Mabuza and Sikhakhane have also represented the former president in his legal standoff with the Zondo commission, which now sees him awaiting a Constitutional Court ruling that he be jailed for contempt. It is reliably understood that Zuma has not paid his lawyers for some time.
Zuma faces 16 charges of fraud, corruption, racketeering and money-laundering stemming from South Africa’s arms acquisition programme in the late 1990s.
This issue has haunted him since 2005, when his former financial adviser, Schabir Shaik, was found guilty of soliciting a bribe on his behalf and sentenced to 15 years in prison.
Zuma was due to go on trial in 2006, after losing a bid to have the charges stayed on appeal. But in 2009 these were controversially withdrawn by the NPA, on the basis of possible perceptions of political meddling regarding the timing of his indictment.

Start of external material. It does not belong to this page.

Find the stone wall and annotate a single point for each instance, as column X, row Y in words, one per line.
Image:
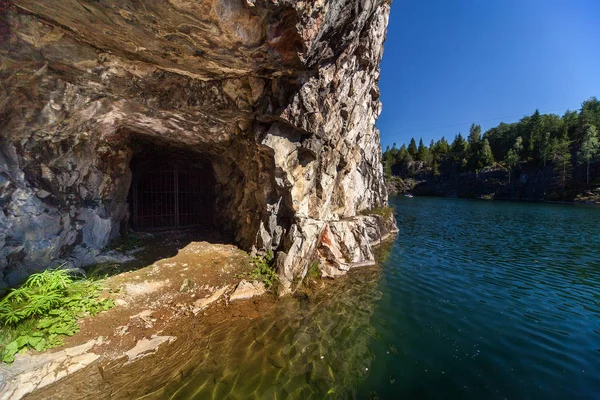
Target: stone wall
column 280, row 96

This paved the way for him to become president. The political opposition fought to have the charges reinstated and finally succeeded in 2018, mere months after Zuma’s forced resignation.
Last week the supreme court of appeal (SCA) upheld a Pretoria high court ruling that the state attorney recover at least R15-million paid in legal fees over the years in the corruption case and other matters.
The appellate court found that the decision that the state attorney pay for Zuma’s attorney and counsel in the matter was unlawful, saying he had seemingly been given a blank cheque to fund private legal counsel.
The SCA found that the “funding tap” had been opened for Zuma during the Shaik trial, at which the state funded his legal team to conduct a watching brief.